Kubbealtı Sohbetleri"
Kubbealti Akademisi Kültür ve Sanat Vakfı'nın organize ettiği "Kubbealtı Sohbetleri" programında Prof. Dr. Nurhan Atasoy, Saray Nakkaşı Kara Memi'nin Muhibbi Divanı süslemesini anlattı.
Kubbealti Akademisi Kültür ve Sanat Vakfı'nın organize ettiği "Kubbealtı Sohbetleri" programında Prof. Dr. Nurhan Atasoy, Saray Nakkaşı Kara Memi'nin Muhibbi Divanı süslemesini anlattı.
Çemberlitaş Köprülü Medresesi'nde gerçekleştirilen etkinlikte konuşan Atasoy, "Kara Memi tarafından süslenen Muhibbi Divanı'nın (Kanuni'nin şiir kitabı) her sayfasının süslemesi tektir, bir başka sayfada tekrarlanmamıştır. Burada ilk defa bu kadar yaygın olarak natüralist görünüşlü çiçekler var. O dönemin bütün çiçek kültürünü orada görmek mümkün." dedi.
Muhibbi Divanı'nında yazılan şiirleri edebiyatçılara sorduğunda çok büyük olmamakla birlikte iyi şiirlerin bulunduğunu öğrendiğini söyleyen Atasoy, "Kara Memi, 1540 -1566 tarihleri arasında Saray Nakkaşhanesi'de çalıştı. 1557 ile 1566 yılları arasında Ser Nakkaşı olarak çalıştı. Bu dönemde Kur'anı Kerim süslemesi yaptı. Hattat Ahmed Karahisari Kur'anı süslemesi var. Londra'da bazı süsleme sayfaları da bulunuyor. Muhibbi Divanı süslemeleriyle ilgilendi. Hamburg'da bir müzede bulunan eseri var ve bu eseri erken dönem eseridir. Süleymaniye'de bir eseri var. İstanbul Üniversitesi eseri ise şaheser olarak adlandırılabilir." şeklinde konuştu.
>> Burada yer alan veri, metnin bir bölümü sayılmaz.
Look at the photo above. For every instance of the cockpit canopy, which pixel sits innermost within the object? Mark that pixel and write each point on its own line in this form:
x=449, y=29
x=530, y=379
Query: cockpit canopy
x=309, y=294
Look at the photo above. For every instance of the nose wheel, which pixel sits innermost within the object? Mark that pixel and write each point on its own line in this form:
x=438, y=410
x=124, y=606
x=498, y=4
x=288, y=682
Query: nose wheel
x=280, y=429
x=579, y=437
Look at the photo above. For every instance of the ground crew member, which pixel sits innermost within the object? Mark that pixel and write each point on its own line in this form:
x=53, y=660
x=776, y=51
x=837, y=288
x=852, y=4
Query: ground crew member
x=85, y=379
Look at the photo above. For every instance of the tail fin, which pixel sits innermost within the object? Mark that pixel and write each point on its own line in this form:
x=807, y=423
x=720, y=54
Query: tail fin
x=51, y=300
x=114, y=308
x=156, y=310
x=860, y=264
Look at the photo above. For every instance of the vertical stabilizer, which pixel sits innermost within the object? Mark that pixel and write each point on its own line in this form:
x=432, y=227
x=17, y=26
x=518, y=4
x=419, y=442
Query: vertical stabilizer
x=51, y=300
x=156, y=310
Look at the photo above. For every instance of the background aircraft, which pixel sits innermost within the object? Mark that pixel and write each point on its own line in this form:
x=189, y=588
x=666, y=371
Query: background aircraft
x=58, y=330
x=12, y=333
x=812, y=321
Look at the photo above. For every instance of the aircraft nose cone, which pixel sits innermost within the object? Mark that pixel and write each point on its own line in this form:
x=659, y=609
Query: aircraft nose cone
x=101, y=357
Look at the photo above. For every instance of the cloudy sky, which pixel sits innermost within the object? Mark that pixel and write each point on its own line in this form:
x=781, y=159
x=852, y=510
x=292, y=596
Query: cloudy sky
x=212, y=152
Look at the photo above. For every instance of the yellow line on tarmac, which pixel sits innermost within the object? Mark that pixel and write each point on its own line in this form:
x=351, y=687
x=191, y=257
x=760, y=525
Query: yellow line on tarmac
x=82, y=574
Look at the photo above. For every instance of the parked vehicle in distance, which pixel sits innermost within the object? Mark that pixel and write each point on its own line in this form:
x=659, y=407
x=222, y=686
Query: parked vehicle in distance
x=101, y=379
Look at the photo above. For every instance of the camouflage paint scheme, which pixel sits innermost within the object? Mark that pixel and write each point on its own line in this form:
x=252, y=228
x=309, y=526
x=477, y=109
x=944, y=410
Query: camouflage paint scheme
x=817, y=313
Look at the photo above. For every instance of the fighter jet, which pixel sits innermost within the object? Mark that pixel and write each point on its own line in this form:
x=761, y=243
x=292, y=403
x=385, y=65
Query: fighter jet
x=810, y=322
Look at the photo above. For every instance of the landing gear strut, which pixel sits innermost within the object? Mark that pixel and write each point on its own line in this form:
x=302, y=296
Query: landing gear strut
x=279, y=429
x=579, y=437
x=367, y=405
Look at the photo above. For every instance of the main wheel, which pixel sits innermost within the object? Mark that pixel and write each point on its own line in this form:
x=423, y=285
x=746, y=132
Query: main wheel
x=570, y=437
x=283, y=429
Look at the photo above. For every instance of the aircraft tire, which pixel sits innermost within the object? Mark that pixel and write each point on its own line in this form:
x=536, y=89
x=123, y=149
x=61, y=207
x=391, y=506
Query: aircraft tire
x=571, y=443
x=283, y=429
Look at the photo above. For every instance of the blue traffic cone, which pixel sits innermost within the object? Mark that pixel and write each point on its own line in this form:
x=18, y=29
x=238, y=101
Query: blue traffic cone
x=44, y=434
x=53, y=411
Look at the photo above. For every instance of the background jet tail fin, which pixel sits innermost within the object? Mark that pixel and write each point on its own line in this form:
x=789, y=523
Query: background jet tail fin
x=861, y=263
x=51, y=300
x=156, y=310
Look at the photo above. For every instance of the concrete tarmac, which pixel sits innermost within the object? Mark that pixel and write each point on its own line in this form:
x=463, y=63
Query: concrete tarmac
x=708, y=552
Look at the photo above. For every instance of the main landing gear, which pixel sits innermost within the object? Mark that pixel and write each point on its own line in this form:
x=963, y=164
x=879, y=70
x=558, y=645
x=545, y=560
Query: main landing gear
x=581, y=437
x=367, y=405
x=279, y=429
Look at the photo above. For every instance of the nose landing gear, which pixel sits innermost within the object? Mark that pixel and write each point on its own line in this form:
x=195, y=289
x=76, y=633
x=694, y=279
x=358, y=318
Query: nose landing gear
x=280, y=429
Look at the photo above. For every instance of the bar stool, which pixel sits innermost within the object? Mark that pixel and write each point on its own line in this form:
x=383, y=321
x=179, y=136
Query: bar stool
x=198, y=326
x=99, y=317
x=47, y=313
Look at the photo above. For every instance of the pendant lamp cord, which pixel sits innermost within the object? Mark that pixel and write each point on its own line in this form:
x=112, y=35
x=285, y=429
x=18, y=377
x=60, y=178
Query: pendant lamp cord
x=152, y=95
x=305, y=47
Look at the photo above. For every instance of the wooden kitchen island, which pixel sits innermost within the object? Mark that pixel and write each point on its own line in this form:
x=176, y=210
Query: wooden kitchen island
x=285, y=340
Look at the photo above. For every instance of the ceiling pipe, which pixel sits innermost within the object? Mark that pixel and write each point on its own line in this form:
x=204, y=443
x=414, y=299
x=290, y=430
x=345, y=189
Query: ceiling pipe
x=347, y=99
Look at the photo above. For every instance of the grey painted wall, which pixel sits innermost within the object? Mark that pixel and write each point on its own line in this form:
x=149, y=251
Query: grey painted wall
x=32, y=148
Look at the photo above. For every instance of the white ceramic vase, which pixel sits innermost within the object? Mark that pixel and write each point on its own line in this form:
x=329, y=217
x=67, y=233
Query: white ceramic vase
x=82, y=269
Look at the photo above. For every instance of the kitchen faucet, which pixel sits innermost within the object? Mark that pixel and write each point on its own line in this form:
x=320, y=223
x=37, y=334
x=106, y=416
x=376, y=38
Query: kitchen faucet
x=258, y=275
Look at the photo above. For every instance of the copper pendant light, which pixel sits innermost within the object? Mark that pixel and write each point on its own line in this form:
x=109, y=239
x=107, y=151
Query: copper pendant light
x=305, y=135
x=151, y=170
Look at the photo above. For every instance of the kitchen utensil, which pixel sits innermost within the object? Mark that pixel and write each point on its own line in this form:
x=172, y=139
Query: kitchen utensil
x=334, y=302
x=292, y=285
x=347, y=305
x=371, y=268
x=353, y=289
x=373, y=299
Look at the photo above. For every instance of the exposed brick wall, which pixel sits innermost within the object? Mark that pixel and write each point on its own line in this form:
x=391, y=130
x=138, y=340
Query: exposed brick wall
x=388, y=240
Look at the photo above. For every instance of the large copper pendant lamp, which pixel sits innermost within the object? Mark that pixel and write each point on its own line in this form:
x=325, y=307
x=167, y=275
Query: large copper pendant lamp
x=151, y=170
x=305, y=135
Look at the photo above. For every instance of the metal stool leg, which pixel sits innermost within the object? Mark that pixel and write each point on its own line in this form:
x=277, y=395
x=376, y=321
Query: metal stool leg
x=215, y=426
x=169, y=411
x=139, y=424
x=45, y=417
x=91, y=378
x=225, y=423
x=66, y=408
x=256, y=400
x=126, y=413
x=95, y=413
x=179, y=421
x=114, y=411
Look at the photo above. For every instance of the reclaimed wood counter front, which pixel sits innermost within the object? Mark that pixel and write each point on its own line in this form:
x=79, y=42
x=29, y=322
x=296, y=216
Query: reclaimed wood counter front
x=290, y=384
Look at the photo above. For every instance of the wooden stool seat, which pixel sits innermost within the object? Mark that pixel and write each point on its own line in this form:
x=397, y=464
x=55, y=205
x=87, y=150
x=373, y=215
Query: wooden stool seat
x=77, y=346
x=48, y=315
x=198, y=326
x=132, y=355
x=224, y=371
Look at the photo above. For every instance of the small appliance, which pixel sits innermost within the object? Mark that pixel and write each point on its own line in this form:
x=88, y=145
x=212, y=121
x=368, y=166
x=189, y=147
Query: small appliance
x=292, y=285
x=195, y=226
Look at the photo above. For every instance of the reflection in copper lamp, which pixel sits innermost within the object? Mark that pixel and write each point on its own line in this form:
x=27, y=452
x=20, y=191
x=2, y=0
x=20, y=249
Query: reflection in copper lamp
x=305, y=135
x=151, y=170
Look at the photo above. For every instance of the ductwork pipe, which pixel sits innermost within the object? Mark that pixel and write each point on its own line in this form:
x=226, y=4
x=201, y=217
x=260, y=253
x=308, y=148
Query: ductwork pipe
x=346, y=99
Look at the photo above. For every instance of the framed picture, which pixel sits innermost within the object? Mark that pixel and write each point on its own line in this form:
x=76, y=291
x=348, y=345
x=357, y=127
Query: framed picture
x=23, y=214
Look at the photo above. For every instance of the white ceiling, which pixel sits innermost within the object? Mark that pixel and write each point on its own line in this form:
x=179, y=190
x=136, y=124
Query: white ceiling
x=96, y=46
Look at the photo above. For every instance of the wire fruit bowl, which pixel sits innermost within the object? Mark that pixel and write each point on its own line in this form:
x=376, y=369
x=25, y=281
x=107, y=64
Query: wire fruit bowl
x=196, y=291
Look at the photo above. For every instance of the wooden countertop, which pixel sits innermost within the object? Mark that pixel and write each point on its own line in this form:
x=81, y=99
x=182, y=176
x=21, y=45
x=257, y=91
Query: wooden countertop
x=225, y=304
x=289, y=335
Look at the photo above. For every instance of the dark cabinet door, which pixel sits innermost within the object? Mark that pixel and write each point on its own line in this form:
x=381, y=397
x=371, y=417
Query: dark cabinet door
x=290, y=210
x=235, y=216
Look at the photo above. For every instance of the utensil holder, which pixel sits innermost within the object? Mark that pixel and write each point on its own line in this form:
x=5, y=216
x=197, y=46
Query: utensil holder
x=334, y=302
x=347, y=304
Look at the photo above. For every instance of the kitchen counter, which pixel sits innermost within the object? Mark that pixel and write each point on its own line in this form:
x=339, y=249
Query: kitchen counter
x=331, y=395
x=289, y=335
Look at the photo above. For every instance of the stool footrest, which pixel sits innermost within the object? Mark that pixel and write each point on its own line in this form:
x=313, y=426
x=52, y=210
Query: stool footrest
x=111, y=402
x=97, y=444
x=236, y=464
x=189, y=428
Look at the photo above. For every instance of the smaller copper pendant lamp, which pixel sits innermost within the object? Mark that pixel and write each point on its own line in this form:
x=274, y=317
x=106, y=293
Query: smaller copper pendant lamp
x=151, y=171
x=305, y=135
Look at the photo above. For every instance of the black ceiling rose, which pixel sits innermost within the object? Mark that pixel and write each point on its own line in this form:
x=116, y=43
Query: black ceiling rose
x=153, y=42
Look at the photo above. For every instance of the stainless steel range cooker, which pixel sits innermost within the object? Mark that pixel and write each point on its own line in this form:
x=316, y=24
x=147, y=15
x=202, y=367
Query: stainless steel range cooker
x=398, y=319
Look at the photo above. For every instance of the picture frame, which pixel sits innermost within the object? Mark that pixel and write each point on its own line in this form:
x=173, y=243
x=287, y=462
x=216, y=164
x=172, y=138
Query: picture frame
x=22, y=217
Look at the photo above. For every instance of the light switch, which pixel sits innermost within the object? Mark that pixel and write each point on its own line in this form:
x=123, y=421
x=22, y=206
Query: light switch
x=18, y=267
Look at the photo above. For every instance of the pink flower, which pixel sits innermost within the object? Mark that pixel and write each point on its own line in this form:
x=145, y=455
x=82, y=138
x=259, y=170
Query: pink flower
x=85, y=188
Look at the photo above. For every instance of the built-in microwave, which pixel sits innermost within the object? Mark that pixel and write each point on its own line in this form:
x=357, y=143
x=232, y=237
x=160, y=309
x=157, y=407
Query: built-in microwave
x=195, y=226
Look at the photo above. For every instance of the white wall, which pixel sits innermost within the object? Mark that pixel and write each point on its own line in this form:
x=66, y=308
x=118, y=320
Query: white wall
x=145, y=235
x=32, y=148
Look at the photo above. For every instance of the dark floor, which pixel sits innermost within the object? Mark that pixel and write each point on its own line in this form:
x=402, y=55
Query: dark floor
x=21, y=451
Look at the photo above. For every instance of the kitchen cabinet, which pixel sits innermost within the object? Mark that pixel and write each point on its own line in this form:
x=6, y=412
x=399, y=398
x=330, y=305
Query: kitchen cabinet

Kara Memi'nin eserleriyle gençliğinden bu yana ilgilendiğini ifade eden Atasoy, şunları söyledi:
"Kara Memi'nin eserleri o kadar zengin ki bütün eserlerine bir sayfadan diğerine aynı tehzibin olup olmadığına bakıyordum ancak süslemesi tekrarlanan hiçbir sayfa göremedim. 470 sayfada birbirinden farklı süslemeler yapmak kolay kolay mümkün değildir. Muhibbi Divanı'nındaki tehzipte bin 555 koltuk olduğunu tespit ettim. Bu çok büyük bir sayı. Bunları motiflerine göre ayırdığımda yine hiç tekrarı olmadığını gördüm. Bunu tespit etmek uzun yıllar alan bir çalışmayla mümkün oldu."
Kara Memi'nin Osmanlı sanatında olan çiçek üslubunun yaratıcısı olduğunu belirten Atasoy, her dönemde çiçek süslemesinin var olduğunu ancak bu çiçeklerin belirli bir çiçeğe benzemediğini, Kara Memi'de ise çiçeklerin tanınabildiğini kaydetti.
Atasoy, Osmanlı dönemi çiçek motiflerinin yapıldığı sanat eserlerinde birçok özelliği Muhibbi Divanı'nda bulması nedeniyle Kara Memi'nin bu noktada yol açıcı biri olduğunu sözlerine ekledi.